Андрей Лазарчук: Если не будет каких-то прорывных открытий в физике пространства-времени, эти полеты будут носить характер этакой черепашьей экспансии: к ближайшим звездам, там — освоение или терраформирование планет, создание колоний, потом оттуда — дальше, дальше… И так шажок за шажком. Этой схеме, как я понимаю, ничто принципиально не препятствует.

Святослав Логинов: Человек привык добиваться своего не мытьём, так кАтаньем. Поэтому я отвергаю принципиальную невозможность таких полётов.

Евгений Лукин: Вообще-то, по образованию я филолог…

Сергей Лукьяненко: Современная наука не видит никаких препятствий к этому. Конечно, хотелось бы не «медленного» путешествия с досветовой скоростью, а нуль-транспортировки в той или иной форме. Но и тут, как ни странно, существуют достаточно оптимистические научные теории.

Сергей Переслегин: Звезды — там, мы здесь. Придется полететь.

Задолго до меня на эту тему все сказали Н. Армстронг и Ст. Лем (в «Возвращении со звезд»).

Геннадий Прашкевич: Почти как нулевую.

Вячеслав Рыбаков: Мне трудно говорить на эту тему, я в ней профессионально — ни бум-бум. Воспитан же я на неких аксиомах, которые вполне могут оказаться истинными, но с той же степенью вероятности могут оказаться и ложными: что для человеческого разума нет пределов, что нет таких крепостей, которые не смогли бы взять большевики, и так далее.

Сейчас я не могу себе представить, для чего всерьез нам могла бы понадобиться, скажем, Альфа Центавра. СССР закинул на Луну свой вымпел, потом американцы поставили на ней свой флаг. Ну, вот сейчас марсоход вроде на Марсе воду нашел. Это, конечно, очень хорошо, но главной его задачей было не это, а совсем другое: поставить американскую гусеницу на горло марсианской пустыне. Все остальное — уже второстепенно; не найди он там ни воды, ни даже песка, ничего бы изменилось, главное уже было бы сделано: гусеница на горло встала. Что изменится, если вместо «Марс» в газетах будут писать «Альфа Центавра»? И даже если вместо «США» будут писать «РФ»?

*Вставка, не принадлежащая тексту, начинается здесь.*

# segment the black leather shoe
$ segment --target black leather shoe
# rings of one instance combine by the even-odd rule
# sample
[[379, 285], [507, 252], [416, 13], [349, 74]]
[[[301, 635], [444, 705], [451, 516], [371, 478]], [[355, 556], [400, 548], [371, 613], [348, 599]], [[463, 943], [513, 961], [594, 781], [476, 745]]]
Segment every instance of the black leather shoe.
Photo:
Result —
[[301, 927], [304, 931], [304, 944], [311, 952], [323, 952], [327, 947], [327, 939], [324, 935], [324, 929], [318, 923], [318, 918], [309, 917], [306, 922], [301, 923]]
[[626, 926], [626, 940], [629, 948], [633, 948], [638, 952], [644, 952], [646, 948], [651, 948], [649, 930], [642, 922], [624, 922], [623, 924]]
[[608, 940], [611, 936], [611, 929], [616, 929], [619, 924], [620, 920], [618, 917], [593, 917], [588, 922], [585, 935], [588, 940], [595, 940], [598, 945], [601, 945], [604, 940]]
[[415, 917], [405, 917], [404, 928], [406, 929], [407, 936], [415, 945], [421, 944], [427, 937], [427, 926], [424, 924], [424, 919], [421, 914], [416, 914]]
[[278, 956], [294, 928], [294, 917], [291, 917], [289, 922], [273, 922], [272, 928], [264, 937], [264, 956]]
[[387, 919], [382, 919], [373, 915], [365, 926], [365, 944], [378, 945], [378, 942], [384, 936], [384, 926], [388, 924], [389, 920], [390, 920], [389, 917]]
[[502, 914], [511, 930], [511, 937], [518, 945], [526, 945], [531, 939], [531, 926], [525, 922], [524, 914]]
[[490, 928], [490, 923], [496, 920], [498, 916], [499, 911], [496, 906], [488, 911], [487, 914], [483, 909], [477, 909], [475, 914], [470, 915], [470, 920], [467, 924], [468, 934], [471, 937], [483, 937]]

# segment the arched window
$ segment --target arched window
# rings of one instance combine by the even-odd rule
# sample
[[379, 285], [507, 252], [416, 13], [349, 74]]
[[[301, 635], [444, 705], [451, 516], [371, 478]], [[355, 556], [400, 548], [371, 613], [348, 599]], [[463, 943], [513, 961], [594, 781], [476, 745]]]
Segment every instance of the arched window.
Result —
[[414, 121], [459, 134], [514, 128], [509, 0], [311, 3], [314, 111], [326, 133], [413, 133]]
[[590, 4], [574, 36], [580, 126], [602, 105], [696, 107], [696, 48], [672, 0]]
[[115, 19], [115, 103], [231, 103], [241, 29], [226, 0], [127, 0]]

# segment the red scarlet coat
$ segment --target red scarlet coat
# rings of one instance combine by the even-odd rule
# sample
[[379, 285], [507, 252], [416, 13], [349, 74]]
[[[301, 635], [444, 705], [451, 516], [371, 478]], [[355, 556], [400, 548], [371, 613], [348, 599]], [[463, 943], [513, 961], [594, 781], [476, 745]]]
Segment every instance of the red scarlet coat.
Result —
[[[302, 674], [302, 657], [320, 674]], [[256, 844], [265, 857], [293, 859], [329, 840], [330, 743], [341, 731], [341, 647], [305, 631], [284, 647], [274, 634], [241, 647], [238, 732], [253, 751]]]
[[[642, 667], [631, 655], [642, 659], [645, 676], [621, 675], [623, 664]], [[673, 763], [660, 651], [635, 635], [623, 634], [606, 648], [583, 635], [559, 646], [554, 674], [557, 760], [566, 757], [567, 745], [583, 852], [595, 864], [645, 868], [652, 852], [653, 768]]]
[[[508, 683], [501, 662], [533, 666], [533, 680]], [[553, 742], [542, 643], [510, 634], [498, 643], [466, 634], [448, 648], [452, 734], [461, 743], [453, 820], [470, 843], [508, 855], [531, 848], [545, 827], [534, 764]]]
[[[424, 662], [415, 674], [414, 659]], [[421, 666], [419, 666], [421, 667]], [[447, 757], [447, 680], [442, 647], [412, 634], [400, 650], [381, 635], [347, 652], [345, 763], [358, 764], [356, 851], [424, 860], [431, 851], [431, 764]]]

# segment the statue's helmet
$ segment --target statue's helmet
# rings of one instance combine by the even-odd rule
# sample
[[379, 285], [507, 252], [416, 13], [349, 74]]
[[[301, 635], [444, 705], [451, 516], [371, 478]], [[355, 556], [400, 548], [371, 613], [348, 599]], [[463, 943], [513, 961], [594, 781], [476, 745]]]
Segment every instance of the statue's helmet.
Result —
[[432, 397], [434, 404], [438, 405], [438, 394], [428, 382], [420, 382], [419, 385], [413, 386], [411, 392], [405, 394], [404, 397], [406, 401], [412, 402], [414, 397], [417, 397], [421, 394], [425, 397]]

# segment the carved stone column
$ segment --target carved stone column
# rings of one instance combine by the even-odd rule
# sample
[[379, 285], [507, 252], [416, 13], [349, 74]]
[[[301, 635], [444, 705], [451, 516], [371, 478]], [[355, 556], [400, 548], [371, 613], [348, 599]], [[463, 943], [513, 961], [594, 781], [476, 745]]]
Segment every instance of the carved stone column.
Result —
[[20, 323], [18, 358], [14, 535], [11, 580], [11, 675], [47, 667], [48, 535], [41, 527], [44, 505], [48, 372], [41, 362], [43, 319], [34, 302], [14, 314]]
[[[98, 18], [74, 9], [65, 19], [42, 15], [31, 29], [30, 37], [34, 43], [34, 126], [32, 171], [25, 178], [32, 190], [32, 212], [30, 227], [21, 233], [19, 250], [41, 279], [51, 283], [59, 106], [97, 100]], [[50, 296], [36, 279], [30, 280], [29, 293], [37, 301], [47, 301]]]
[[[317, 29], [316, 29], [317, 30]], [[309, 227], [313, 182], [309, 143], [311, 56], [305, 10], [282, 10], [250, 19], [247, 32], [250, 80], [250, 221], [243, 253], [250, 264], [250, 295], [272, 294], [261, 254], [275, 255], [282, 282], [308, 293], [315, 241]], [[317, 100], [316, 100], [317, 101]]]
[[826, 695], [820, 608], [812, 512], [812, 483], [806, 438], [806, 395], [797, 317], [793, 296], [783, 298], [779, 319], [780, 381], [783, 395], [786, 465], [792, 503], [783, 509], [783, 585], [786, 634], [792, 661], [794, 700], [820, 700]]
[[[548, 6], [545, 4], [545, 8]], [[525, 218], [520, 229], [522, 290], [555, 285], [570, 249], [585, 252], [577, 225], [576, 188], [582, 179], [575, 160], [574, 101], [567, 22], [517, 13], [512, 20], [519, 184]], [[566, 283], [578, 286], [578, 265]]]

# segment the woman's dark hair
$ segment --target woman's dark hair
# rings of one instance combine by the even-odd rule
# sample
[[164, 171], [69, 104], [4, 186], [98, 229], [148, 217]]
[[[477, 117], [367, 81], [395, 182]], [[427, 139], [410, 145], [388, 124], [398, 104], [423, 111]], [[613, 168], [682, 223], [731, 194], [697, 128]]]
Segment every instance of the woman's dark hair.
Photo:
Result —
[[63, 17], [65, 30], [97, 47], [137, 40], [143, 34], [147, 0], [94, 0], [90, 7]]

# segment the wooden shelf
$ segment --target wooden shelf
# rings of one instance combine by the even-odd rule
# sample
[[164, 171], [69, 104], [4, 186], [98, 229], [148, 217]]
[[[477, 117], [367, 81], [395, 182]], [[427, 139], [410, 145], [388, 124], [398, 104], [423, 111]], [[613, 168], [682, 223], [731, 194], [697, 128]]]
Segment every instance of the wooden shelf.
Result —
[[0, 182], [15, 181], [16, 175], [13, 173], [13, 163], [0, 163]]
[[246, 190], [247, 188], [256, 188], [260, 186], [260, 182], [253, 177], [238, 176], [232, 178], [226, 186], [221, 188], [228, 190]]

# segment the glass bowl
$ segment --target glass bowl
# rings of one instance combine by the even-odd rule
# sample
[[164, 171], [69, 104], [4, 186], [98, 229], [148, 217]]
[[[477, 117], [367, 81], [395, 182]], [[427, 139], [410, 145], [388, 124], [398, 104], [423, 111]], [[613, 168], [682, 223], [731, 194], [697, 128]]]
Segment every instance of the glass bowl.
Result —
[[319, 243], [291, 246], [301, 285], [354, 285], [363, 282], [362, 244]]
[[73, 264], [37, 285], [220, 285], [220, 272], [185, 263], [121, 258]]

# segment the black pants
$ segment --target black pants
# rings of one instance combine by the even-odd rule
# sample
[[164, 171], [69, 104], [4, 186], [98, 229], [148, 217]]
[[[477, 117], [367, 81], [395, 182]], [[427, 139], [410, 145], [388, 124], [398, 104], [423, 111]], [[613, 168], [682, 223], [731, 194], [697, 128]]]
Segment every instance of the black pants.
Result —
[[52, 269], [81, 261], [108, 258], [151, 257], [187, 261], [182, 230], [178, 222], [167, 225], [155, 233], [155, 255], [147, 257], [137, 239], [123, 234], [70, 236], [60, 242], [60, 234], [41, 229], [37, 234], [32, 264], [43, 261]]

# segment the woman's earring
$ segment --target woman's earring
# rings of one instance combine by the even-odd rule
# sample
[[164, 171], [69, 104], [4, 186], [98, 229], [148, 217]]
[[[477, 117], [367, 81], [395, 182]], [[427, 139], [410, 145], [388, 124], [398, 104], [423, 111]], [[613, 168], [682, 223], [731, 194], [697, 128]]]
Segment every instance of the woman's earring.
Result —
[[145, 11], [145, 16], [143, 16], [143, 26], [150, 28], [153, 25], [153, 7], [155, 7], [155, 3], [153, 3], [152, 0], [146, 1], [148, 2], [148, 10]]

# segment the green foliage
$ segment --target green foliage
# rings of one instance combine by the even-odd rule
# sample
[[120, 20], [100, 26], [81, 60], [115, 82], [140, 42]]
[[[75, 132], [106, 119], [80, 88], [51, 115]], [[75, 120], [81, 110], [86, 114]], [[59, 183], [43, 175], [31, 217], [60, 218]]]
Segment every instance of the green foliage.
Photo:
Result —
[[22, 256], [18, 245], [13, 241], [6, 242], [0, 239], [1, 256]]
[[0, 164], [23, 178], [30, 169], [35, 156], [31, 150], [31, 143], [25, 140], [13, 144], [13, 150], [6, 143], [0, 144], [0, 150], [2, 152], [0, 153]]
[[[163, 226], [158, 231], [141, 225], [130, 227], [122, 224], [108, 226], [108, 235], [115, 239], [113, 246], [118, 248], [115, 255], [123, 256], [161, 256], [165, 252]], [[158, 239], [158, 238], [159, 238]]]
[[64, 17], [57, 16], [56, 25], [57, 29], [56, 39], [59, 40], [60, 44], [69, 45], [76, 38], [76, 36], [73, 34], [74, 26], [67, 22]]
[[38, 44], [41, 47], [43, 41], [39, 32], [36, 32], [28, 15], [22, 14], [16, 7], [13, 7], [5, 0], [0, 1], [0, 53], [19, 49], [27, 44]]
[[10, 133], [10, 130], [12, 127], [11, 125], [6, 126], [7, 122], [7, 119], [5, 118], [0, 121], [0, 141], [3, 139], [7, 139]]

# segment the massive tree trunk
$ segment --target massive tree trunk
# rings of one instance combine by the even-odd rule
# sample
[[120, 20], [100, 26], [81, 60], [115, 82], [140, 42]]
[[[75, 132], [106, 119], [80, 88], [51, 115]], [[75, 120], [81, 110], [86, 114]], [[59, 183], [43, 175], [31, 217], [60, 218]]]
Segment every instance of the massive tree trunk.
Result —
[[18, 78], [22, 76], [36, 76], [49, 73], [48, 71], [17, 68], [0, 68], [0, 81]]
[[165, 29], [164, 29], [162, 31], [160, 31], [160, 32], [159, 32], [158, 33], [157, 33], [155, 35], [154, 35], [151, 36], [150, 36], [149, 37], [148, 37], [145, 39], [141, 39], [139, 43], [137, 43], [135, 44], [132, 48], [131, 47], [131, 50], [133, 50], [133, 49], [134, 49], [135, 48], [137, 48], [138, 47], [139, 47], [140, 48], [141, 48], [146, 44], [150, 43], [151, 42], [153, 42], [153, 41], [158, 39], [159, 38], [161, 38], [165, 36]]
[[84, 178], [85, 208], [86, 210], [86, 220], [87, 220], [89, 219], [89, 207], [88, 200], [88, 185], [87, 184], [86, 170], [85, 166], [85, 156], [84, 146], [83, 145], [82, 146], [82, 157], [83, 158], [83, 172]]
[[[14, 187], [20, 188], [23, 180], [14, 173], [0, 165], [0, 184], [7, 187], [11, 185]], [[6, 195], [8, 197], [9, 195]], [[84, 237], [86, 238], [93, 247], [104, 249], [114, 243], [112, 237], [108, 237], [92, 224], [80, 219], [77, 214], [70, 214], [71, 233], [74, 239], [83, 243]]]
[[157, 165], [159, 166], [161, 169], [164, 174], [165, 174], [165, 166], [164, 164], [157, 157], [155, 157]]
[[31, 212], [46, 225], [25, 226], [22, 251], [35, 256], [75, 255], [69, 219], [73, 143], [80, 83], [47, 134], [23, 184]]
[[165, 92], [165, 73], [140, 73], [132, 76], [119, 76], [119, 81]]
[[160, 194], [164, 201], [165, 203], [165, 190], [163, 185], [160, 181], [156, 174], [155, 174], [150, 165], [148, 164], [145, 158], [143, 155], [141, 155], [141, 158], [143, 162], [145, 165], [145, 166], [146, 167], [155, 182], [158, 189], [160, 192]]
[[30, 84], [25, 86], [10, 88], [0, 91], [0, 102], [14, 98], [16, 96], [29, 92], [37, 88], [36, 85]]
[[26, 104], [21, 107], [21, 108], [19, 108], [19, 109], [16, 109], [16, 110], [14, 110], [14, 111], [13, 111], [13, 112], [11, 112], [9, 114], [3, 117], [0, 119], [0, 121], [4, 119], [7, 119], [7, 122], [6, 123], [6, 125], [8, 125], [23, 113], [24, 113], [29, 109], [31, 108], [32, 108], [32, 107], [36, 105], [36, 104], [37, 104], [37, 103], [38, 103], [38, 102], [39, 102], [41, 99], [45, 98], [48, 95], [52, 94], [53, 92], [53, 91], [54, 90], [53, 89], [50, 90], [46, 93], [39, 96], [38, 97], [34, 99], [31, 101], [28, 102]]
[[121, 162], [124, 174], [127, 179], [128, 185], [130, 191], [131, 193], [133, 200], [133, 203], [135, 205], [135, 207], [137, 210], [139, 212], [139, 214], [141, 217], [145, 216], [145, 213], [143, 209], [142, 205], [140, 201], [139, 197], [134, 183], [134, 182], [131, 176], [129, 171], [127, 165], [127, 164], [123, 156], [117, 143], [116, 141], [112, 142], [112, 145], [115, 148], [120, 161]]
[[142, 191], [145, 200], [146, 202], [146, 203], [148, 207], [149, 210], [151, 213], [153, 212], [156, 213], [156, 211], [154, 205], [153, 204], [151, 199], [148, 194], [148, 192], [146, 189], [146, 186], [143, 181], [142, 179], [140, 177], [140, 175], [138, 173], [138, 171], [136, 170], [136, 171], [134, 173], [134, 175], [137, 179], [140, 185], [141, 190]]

Вопрос не в том, ДО чего мы долетели, а ДЛЯ чего мы туда долетели?

Хотя, безусловно, существует такая немаловажная вещь, как просто научное любопытство. Я его в принципе очень уважаю. Ради него позволено многое. Просто круг моих научных интересов от космоса далек, и звездного любопытства я уже довольно давно не испытываю. Но это мое личное дело — те, кто его испытывает, должны его удовлетворять, это, с моей точки зрения, куда правильнее, чем удовлетворять похоть или политические амбиции. Потому что это любопытство открывает новые дороги, расширяет пространство жизни, то есть все ж таки, при всех капканах, которые ждут нас в будущем, дает шанс сделать это будущее более цветным и просторным.

Борис Стругацкий: Не вижу в них ничего невозможного. Они не противоречат современным представлениям физики и химии.

 

17. Вопрос: Существует мнение, что безнравственно выбрасывать деньги на Космос, когда на Земле голодают миллионы. А вдруг именно в космических исследованиях отыщется возможность решения стоящих перед человечеством проблем? Правомерна ли вообще постановка вопроса о безнравственности гигантских трат на научные разработки?

 

Эдуард Геворкян: У нас свобода, можно ставить любые вопросы, в том числе и бессмысленные. К таковым отношу и вопрос о «безнравственности трат на Космос».